The researchers have suggested the protein may attract an influx of cells called microglia from the peripheral blood supply around the brain, which then attack the characteristic plaques that form in people with Alzheimer’s. Microglia are like the body’s natural “rubbish collectors” that go to damaged or inflamed areas to get rid of toxic substances. The brains of GM-CSF-treated Alzheimer’s mice showed more than a 50% decrease in beta amyloid, the substance which forms Alzheimer’s plaques. The researchers also observed an apparent increase in nerve cell connections in the brains of the GM-CSF-treated mice, which they say could be a reason memory decline was reversed.
‘Crucial next stage’
Dr Huntington Potter, who led the research at the University of South Florida’s Health Byrd Alzheimer’s Institute, said: “Our findings provide a compelling explanation for why rheumatoid arthritis is a negative risk factor for Alzheimer’s disease.” An artificial version of GM-CSF, a drug called Leukine, is already approved by the US Food and Drug Administration and has been used to treat cancer patients who need to generate more immune cells. Dr Potter added. “Our study, along with the drug’s track record for safety, suggests Leukine should be tested in humans as a potential treatment for Alzheimer’s disease.” Dr Simon Ridley, head of research at the UK’s Alzheimer’s Research Trust, said: “Positive results in mice can be an important first step for any new treatment, and it’s encouraging the team is already planning the crucial next stage of a trial in people. “We won’t know whether GM-CSF can help people with Alzheimer’s until clinical trials are completed”.
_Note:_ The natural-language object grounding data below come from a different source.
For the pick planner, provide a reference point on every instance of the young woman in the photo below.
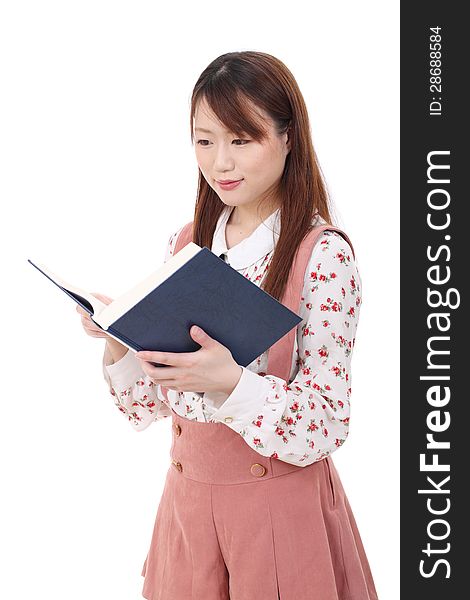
(253, 506)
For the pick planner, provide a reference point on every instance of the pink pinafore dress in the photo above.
(233, 524)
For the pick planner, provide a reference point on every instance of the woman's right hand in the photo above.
(88, 325)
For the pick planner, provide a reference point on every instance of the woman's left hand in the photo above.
(209, 369)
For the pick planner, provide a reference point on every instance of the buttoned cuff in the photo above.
(126, 371)
(247, 397)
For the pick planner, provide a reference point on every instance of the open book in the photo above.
(193, 287)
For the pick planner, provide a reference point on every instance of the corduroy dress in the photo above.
(233, 524)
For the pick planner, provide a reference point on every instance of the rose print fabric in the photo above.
(300, 421)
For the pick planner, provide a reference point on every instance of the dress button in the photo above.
(258, 470)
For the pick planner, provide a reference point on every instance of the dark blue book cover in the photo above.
(207, 292)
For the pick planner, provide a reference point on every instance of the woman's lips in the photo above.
(231, 185)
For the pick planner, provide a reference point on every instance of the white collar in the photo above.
(251, 249)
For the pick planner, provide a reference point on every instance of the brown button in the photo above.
(258, 470)
(178, 465)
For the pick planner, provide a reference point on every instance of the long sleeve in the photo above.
(135, 394)
(303, 421)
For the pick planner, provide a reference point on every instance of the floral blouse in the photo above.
(300, 421)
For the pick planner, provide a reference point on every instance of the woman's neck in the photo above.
(245, 218)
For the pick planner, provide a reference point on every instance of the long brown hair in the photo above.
(226, 85)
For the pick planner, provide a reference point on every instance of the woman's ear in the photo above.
(288, 140)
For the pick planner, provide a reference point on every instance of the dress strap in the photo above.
(184, 237)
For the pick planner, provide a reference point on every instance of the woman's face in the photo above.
(223, 156)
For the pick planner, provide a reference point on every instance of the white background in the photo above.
(97, 173)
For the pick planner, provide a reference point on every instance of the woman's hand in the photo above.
(209, 369)
(88, 325)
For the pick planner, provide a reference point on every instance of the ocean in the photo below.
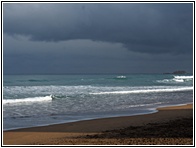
(35, 100)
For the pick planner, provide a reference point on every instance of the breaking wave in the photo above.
(177, 79)
(28, 100)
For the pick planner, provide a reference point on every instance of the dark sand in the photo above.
(168, 126)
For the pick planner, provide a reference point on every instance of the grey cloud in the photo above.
(140, 27)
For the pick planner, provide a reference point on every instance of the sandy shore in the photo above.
(169, 126)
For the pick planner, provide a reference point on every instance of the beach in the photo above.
(171, 125)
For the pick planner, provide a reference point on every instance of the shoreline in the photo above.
(53, 134)
(153, 110)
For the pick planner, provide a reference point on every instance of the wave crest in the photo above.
(28, 100)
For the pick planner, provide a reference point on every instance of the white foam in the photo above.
(28, 100)
(145, 91)
(183, 77)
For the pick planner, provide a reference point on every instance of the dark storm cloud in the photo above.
(143, 27)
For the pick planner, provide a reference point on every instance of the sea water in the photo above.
(34, 100)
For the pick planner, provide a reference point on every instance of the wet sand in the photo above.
(169, 126)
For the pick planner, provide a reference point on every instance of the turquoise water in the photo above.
(33, 100)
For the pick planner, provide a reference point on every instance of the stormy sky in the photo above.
(58, 38)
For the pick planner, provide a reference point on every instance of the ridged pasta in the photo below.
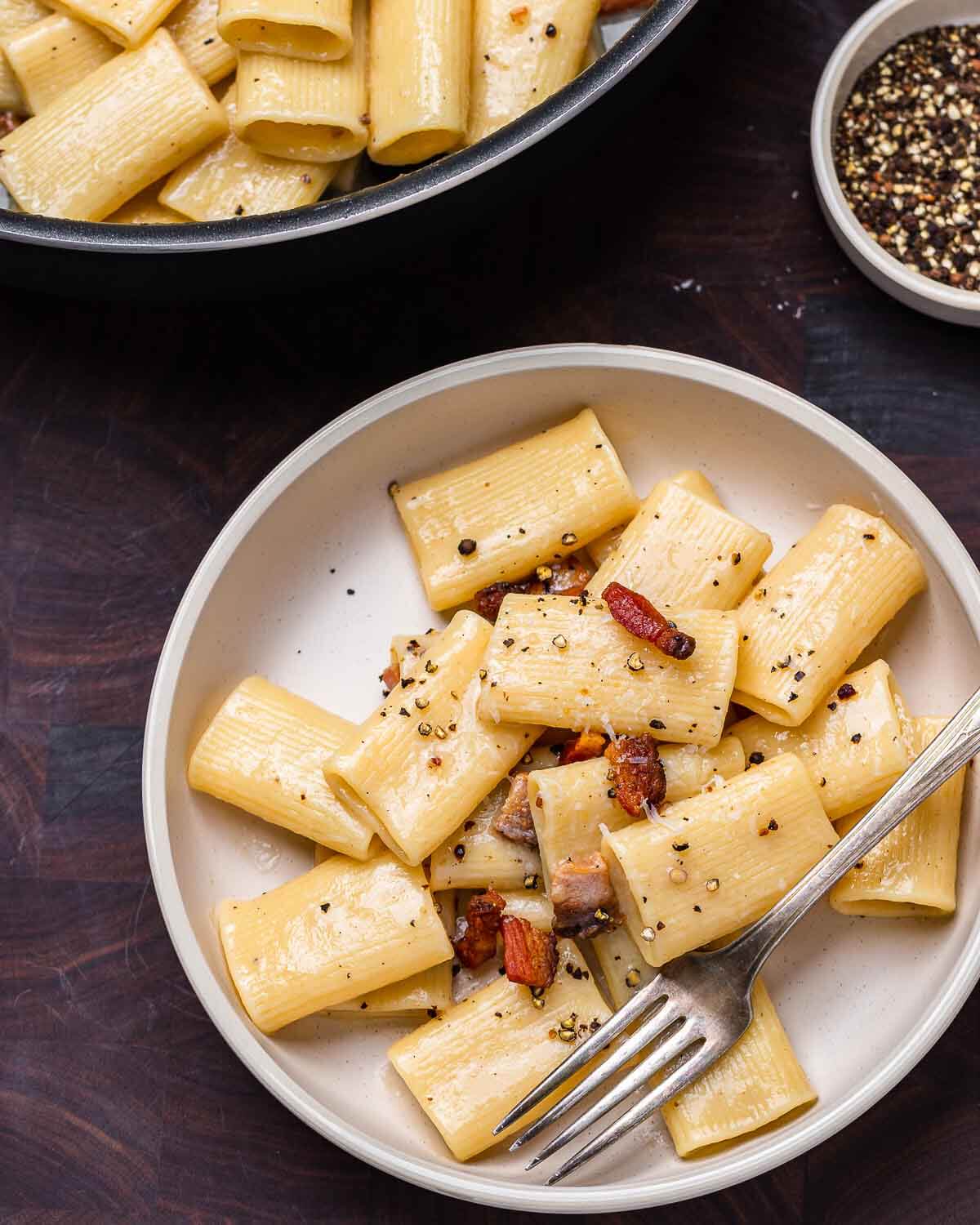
(419, 78)
(15, 15)
(265, 752)
(810, 617)
(755, 1083)
(521, 56)
(624, 969)
(683, 551)
(521, 506)
(303, 110)
(145, 112)
(145, 210)
(913, 871)
(301, 29)
(568, 805)
(475, 857)
(853, 747)
(429, 991)
(194, 27)
(53, 54)
(340, 930)
(472, 1065)
(232, 179)
(559, 662)
(424, 760)
(127, 22)
(719, 860)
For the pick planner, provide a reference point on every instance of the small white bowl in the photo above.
(862, 1001)
(871, 36)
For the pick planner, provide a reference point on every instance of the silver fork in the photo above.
(698, 1004)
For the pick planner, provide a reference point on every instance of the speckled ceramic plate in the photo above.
(862, 1001)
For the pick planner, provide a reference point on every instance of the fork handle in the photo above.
(952, 749)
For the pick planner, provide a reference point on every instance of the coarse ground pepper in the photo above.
(906, 152)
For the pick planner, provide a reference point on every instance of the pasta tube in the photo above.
(517, 509)
(301, 29)
(265, 752)
(475, 857)
(424, 760)
(304, 110)
(232, 179)
(53, 54)
(913, 871)
(521, 56)
(468, 1068)
(683, 551)
(624, 969)
(145, 210)
(565, 663)
(719, 860)
(429, 991)
(343, 929)
(752, 1085)
(853, 745)
(15, 15)
(145, 112)
(194, 27)
(419, 78)
(817, 610)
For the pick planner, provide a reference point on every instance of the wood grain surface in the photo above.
(129, 435)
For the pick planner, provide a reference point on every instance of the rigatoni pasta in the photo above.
(475, 857)
(15, 15)
(719, 860)
(852, 745)
(232, 179)
(303, 29)
(683, 551)
(127, 22)
(470, 1067)
(424, 760)
(754, 1085)
(49, 56)
(521, 56)
(145, 110)
(810, 617)
(265, 752)
(501, 516)
(194, 27)
(343, 929)
(565, 662)
(304, 110)
(913, 871)
(419, 75)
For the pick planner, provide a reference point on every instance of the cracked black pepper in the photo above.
(906, 152)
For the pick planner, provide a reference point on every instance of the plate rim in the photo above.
(466, 1183)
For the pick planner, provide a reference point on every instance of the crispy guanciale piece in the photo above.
(637, 772)
(514, 820)
(531, 956)
(583, 897)
(636, 614)
(565, 577)
(479, 941)
(582, 747)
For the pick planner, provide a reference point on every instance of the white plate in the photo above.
(875, 31)
(862, 1001)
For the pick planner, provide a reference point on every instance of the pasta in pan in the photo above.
(555, 782)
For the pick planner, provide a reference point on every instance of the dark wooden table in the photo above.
(129, 435)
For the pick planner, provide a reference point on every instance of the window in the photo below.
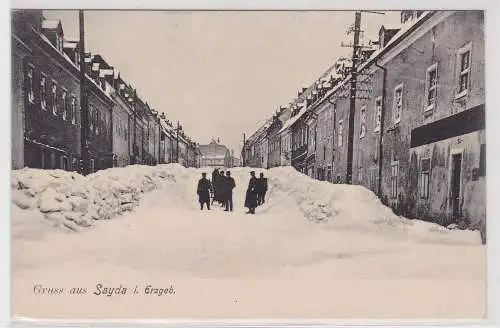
(92, 165)
(464, 70)
(29, 84)
(431, 86)
(63, 105)
(378, 114)
(398, 103)
(425, 164)
(394, 179)
(43, 92)
(64, 163)
(73, 110)
(54, 98)
(362, 128)
(340, 132)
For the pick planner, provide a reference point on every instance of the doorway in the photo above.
(456, 175)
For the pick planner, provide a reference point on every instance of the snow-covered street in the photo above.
(313, 250)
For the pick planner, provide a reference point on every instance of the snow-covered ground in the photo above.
(313, 250)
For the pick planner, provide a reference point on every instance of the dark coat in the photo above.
(203, 190)
(251, 196)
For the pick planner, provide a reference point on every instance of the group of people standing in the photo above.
(222, 186)
(256, 192)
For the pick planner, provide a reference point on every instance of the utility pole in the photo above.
(352, 94)
(84, 164)
(177, 148)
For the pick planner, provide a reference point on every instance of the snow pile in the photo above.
(72, 201)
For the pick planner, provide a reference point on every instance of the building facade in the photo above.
(46, 118)
(419, 120)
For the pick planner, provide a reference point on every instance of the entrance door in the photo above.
(455, 185)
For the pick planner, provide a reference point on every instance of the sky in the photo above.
(221, 74)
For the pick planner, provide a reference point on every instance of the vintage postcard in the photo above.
(171, 164)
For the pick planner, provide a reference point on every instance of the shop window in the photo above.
(482, 161)
(464, 60)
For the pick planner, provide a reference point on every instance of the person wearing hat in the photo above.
(203, 191)
(251, 196)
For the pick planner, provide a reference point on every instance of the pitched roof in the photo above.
(49, 24)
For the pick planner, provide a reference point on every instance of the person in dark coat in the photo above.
(261, 189)
(251, 196)
(229, 191)
(203, 191)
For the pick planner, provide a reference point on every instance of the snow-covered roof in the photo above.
(404, 29)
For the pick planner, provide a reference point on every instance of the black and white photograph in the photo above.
(237, 164)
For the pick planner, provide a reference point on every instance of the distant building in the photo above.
(215, 155)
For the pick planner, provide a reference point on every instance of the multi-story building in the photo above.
(324, 141)
(100, 107)
(123, 118)
(433, 148)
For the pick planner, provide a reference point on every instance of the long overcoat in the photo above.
(203, 190)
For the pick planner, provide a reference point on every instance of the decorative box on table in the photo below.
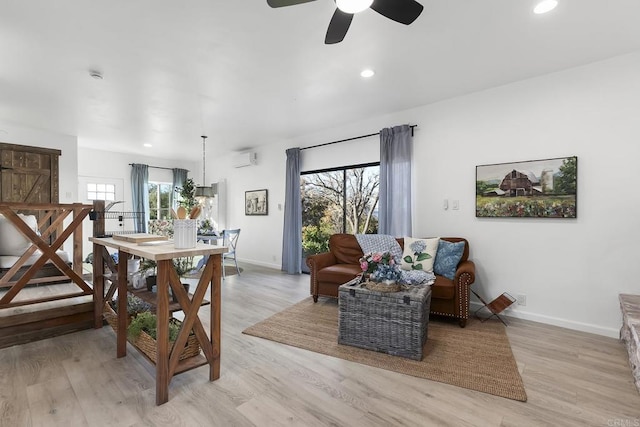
(390, 322)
Dr Susanne Sorensen, head of research at the Alzheimer’s Society, said: “This exciting research provides a possible answer to the long, unexplained question of why rheumatoid arthritis could reduce the risk of Alzheimer’s disease. “Given the identified protein is already available as a drug that is proven to be safe in humans, the time taken to develop an Alzheimer’s disease treatment could be substantially reduced. “However, we must not jump the gun. Much more research is needed before we can say for certain that the findings demonstrated in mice would also occur in humans.”